The U.S. State Department is embedding equity across its foreign affairs work and raising the visibility of racial and other inequities globally, Secretary of State Antony Blinken announced April 14.
Providing equal opportunities for racial minorities and underserved communities is a Biden-Harris administration priority at home and abroad.
On April 14, the White House kicked off the next stage in this effort by making available “Equity Action Plans” outlining every U.S. government agency’s plan to advance racial equity and support for underserved communities. Read the State Department’s plan.
In addition to raising the visibility of racial and other inequities globally, Blinken said the new approach will “generate better-informed foreign policies to decrease barriers to equity and equality worldwide.”
Advancing equity through foreign policy
The State Department has already taken several concrete steps to advance equity through U.S. foreign policy and will continue to build on these actions. Some tangible steps include:
Participating with Canada and Mexico in trilateral commitments, such as the Global Equality Fund to project LGBTQI+ rights, the Trilateral Working Group on Violence Against Indigenous Women and Girls and the North American Partnership for Racial Equity and Inclusion.

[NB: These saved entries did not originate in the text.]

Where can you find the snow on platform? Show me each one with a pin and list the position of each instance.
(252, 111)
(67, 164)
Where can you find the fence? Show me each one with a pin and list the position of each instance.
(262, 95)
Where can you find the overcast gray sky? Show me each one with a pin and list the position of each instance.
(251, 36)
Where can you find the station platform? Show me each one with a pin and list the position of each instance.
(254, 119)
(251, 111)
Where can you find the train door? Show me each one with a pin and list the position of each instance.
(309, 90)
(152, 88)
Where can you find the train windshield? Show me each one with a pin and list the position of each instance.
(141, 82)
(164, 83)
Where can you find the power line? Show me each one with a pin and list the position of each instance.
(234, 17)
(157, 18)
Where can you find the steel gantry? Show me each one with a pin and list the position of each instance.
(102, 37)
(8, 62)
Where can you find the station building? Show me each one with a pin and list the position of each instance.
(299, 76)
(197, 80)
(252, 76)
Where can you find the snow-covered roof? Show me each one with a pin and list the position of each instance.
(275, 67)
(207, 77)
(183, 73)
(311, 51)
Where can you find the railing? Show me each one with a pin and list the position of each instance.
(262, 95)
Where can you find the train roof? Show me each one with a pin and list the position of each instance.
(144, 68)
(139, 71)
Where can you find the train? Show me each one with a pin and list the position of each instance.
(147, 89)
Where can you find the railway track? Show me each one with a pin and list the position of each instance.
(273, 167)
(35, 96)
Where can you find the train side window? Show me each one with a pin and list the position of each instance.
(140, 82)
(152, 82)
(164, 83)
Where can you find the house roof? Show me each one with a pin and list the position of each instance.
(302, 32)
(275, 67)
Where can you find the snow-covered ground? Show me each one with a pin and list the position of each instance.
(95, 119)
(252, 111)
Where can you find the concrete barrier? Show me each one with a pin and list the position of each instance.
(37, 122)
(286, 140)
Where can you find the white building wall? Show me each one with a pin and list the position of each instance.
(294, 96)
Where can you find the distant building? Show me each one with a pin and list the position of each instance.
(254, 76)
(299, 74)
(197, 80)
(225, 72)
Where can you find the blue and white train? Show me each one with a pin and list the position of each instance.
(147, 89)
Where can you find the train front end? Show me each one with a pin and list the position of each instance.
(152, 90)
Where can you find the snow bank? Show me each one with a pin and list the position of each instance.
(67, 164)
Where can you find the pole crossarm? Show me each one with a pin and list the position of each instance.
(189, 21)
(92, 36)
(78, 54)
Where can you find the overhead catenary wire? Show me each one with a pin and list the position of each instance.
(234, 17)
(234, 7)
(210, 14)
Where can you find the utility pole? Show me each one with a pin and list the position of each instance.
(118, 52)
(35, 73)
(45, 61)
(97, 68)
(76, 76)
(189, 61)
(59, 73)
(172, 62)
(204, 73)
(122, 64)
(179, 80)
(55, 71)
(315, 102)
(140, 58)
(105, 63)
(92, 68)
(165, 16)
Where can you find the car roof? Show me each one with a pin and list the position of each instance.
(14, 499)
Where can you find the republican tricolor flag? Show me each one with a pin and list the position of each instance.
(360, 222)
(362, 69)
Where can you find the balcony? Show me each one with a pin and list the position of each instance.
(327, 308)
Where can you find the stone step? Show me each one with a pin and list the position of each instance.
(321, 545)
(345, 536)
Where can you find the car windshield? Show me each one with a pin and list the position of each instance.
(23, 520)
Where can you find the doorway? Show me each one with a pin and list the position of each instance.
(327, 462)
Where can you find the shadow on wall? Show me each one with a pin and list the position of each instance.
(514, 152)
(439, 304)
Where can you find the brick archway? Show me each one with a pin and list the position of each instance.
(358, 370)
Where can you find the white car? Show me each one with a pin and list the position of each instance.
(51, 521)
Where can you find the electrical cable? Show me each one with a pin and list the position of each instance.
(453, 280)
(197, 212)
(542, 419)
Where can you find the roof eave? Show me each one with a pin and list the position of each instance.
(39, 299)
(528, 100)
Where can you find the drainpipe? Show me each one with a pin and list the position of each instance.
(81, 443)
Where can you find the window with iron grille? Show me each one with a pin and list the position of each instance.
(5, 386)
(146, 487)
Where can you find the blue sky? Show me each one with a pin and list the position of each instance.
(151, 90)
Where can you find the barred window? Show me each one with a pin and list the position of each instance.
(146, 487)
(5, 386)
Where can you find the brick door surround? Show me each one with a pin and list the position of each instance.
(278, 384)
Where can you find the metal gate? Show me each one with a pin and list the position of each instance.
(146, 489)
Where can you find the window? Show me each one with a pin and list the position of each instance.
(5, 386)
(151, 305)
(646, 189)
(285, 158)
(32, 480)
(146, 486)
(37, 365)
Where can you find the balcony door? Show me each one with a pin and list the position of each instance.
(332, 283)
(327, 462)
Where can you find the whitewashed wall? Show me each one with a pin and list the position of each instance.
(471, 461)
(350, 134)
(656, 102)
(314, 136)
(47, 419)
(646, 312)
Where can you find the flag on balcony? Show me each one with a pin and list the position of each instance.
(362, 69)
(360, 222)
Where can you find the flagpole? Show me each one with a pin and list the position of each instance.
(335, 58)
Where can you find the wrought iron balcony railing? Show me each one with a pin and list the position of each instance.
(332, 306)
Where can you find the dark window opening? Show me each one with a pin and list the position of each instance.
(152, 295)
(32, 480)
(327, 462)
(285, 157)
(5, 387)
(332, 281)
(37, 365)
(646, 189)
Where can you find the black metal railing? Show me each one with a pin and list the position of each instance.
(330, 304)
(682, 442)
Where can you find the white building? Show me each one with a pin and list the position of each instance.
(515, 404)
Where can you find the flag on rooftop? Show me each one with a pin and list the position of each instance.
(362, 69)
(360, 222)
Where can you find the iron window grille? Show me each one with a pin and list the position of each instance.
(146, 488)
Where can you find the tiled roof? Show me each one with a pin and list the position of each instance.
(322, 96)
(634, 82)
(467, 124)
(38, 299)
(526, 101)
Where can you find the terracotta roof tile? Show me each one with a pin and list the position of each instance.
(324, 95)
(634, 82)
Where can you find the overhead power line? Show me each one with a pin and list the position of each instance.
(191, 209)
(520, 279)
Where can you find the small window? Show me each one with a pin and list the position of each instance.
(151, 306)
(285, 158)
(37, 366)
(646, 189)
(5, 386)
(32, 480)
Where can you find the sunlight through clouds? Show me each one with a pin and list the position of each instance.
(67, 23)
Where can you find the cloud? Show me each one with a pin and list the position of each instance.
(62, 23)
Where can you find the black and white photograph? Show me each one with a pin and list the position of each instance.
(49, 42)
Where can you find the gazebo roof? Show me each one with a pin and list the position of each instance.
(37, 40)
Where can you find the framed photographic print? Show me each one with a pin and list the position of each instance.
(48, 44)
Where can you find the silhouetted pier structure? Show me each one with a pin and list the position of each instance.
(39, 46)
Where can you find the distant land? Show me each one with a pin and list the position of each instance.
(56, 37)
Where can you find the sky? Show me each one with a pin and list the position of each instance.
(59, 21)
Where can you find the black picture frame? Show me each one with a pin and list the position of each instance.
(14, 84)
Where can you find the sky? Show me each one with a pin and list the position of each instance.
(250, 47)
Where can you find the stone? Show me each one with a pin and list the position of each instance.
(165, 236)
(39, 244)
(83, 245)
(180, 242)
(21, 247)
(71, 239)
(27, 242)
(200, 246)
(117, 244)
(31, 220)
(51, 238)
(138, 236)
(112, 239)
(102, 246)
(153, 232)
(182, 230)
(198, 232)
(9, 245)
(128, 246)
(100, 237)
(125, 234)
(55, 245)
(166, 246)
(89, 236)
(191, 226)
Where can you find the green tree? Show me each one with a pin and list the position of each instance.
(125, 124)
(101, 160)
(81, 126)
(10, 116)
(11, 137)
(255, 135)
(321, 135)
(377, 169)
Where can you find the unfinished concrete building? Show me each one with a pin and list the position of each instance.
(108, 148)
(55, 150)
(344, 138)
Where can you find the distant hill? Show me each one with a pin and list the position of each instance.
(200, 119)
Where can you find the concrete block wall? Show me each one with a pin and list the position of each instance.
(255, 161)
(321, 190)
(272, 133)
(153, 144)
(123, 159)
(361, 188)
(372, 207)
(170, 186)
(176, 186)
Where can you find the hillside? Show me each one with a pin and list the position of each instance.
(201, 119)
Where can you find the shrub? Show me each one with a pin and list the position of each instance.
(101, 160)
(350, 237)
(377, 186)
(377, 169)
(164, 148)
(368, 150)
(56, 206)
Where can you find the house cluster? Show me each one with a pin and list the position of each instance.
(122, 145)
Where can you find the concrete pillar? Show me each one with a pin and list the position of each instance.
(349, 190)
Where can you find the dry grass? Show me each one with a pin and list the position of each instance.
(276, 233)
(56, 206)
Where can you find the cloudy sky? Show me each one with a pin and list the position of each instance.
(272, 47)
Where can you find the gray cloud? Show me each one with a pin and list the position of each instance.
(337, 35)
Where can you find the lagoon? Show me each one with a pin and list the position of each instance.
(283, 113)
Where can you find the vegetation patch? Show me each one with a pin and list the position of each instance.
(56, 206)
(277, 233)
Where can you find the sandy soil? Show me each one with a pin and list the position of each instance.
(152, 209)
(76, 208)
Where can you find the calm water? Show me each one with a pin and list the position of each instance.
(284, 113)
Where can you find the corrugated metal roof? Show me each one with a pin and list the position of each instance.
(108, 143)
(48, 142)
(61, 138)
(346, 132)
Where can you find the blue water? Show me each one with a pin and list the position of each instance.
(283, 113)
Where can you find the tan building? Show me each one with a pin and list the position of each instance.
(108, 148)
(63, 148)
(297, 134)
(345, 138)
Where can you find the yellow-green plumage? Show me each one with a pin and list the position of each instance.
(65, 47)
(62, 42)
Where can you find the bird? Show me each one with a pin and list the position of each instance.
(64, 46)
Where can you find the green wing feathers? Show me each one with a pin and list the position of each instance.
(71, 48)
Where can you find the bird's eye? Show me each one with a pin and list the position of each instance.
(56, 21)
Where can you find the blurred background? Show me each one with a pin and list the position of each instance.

Strongly supporting the creation of the Permanent Forum on People of African Descent at the United Nations to improve the safety and quality of life of African descendants globally.
Expanding data collection on racial equity and underserved communities for the department’s 2022 Trafficking in Persons Report and working with the White House and 20 other Cabinet agencies to integrate an equity-based approach into U.S. anti-trafficking policies and programs.
Supporting Colombia’s efforts to implement the 2016 peace accord and elevating the importance of the accord’s ethnic chapter, the most important mechanism in place to advance racial and ethnic inclusion in Colombia.
Implementing the first National Strategy on Gender Equity and Equality, released by the Biden-Harris administration in 2021. Using an “intersectional approach,” the plan seeks to break barriers and empower women, girls and LGBTQI+ people, in all their diversity, in the United States and globally.
Offering Americans the use of the “X” gender marker on passports. The State Department was the first U.S. government entity to offer the marker on identity documents.
As outlined in its Equity Action Plan, the State Department will take steps to advance racial and gender equity in all operations, including:
- Diplomatic engagements.
- High-level dialogues.
- Multilateral efforts.
- Foreign assistance.
- Public diplomacy and exchanges.
- Procurement and contracts.
Diversity on the world stage
Several U.S. government officials serve as advocates for minority rights worldwide.
Sara Minkara is the U.S. special advisor on international disability rights. She is responsible for ensuring that U.S. diplomacy and foreign assistance support people with disabilities worldwide.
Jessica Stern is the U.S special envoy to advance the human rights of LGBTQI+ persons, with a mission is to promote equal respect for the LGBTQI+ community worldwide.
Justin Hansford, a Howard University law professor, was elected to serve on the United Nations Permanent Forum on People of African Descent to address racial discrimination for the 2022–2024 term. The United States strongly supported the creation of the forum.
“Equal opportunity is the bedrock of American democracy,” President Biden said in the executive order that he signed on his first day in office in 2021 on advancing equity, which launched this governmentwide initiative.